Clinical Aspects of Albinism
Doctor Loredana Boccone
Albinism is a heterogeneous group of hereditary anomalies of the melanin synthesis characterized by a congenital lowering or total absence of the melanic pigment in the skin, hair and eyes (Ocular-cutaneous Albinism, OCA) or almost exclusively in the eyes (Ocular Albinism, OA).
A lot of confusion has been generated with the attempt of classification on the basis of the phenotypical characteristics.
Starting from the 90's, molecular analysis allowed a more accurate classification based on specific genes involved. This classification has improved and keeps improving year after year.
Nowadays only the classification according to the concerned genetic locus is the most correct.

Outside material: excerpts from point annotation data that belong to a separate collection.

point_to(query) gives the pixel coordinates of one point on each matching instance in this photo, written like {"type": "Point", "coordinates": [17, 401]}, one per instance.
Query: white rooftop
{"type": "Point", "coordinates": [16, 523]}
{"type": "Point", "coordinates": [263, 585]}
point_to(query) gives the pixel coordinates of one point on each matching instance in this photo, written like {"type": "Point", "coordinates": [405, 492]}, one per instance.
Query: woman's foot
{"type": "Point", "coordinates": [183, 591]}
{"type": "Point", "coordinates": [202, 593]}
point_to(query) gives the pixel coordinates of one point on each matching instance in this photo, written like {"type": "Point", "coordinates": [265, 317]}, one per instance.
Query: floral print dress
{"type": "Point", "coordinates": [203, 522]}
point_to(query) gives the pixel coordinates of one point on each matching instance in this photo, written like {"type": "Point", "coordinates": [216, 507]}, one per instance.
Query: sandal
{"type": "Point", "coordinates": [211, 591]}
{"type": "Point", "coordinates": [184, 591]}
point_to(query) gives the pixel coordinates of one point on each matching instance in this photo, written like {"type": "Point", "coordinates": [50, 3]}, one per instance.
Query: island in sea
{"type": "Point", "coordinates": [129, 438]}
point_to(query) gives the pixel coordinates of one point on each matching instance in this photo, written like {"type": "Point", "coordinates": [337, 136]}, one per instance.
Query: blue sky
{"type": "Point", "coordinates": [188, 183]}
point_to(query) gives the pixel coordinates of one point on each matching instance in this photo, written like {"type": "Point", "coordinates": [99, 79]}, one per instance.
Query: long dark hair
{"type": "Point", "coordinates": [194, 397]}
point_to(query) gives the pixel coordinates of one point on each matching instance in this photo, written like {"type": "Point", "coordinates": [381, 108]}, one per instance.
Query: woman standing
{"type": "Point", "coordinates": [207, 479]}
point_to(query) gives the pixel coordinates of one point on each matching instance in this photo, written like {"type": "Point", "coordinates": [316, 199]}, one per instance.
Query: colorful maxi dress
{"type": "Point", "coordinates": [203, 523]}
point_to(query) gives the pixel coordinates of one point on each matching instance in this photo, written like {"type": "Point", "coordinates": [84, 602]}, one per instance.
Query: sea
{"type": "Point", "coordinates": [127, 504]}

Despite the wide variability of the clinical presentations the basic concept to define albinism remains unchanged, that is: the ocular disorders that are related to the reduction of melanin during the embryonic development and after birth, and are pathognomonic for the diagnosis of albinism. Depigmentation of skin and hair are associated to the ocular-cutaneous forms of albinism.
The ocular clinic signs are usually represented by:
» Congenital Nystagmus
» Photophobia
» Alternating Strabismus
» Visual Deficit
Besides the ocular signs, which are common to every form of albinism, congenital hypopigmentation which affects skin, hair and eyes is called ocular-cutaneous albinism or OCA, when it mainly affects the eyes it is called ocular albinism or OA.

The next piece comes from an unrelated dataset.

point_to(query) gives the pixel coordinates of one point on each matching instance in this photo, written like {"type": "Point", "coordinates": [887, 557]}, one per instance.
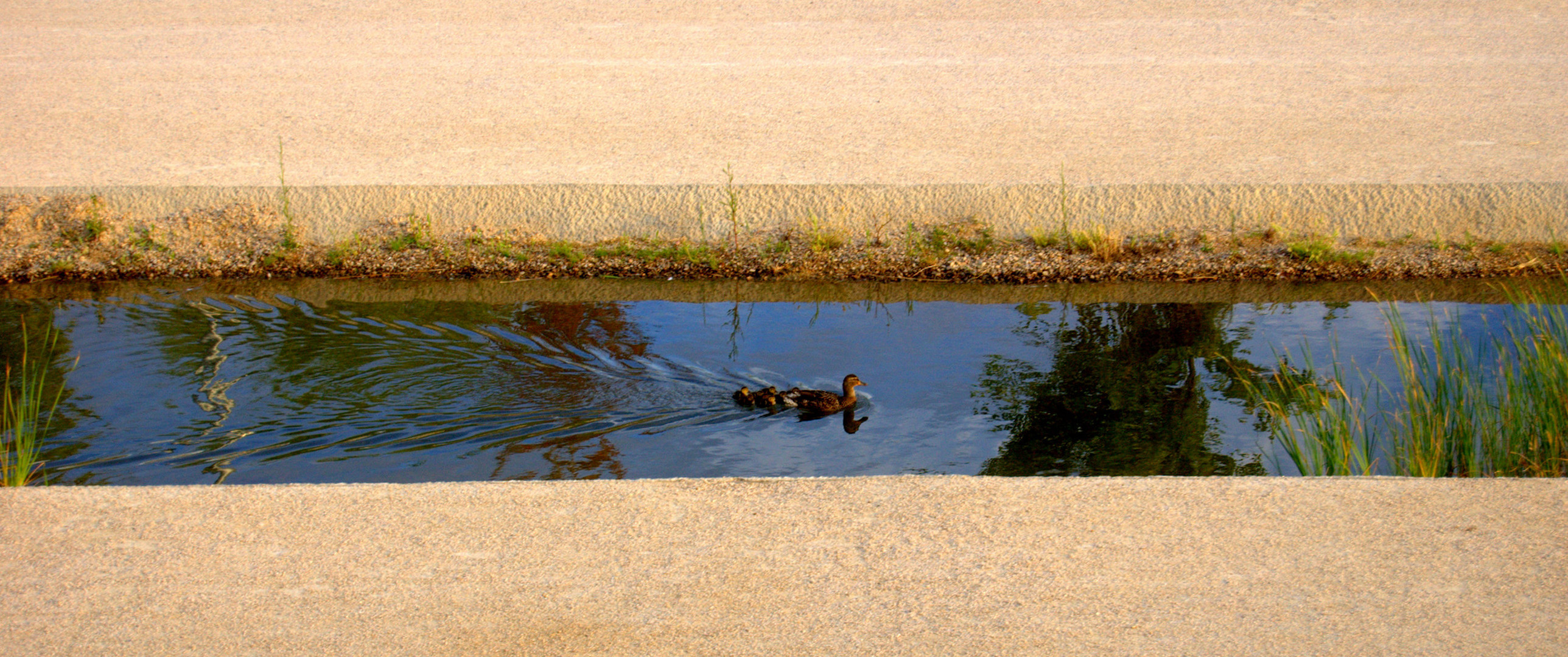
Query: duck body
{"type": "Point", "coordinates": [824, 400]}
{"type": "Point", "coordinates": [764, 397]}
{"type": "Point", "coordinates": [745, 397]}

OCA can be classified into two groups: non-syndromic OCA and syndromic OCA.
Non-Syndromic OCA occurs when there is a reduction in the melanogenesis casued by a defect of the proteins involved in this process, whilst Syndromic Albinism is due to the alteration of the proteins involved in the synthesis and traffic of the organelles associated to the lysosomes, who not only include melanosomes, but also the thick bodies of platelet and lysosomes.
Non-Syndromic OCA includes four genetically different forms: OCA1, OCA2, OCA3 and OCA4 which can present a high phenotypic variation with an overlap of the clinic scene and can be differentiated on the basis of the molecular study.

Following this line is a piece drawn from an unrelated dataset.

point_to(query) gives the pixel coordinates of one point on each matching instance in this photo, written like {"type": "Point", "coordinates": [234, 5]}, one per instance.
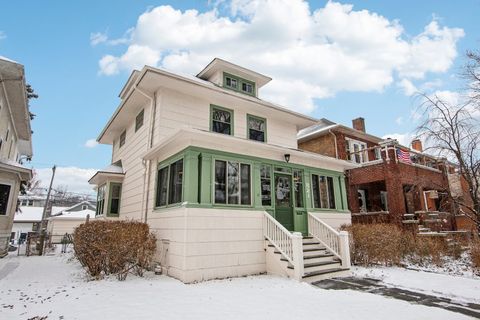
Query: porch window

Syndromic OCA includes the S.Hermanski-Pudlak, the S.Chediak-Higashi and the S.Griscelli.
All forms of Ocular-cutaneous Albinism are transmitted with an autosomal recessive mode and the risk of recurrence is 25%.
Ocular Albinism is characterized by alterations of the ocular system with no alterations of the colour of the skin and hair, it is inherited with an X-linked mode and expresses itself only with homozygous males and the risk of recurrence is 50% in sons.
Being a genetic disease, treatments for albinism are limited.
Patients affected by albinism must implement a series of measures to protect the skin from ultraviolet radiation and undergo annual dermatologic visits to prevent complications related to the possible development of skin cancer.
Ophthalmologic care concerns the correction of myopia and astigmatism to achieve the maximum vision acuity and eye exams should be performed annually.
Prenatal diagnosis can be peformed for all forms of albinism when the mutation responsible is known.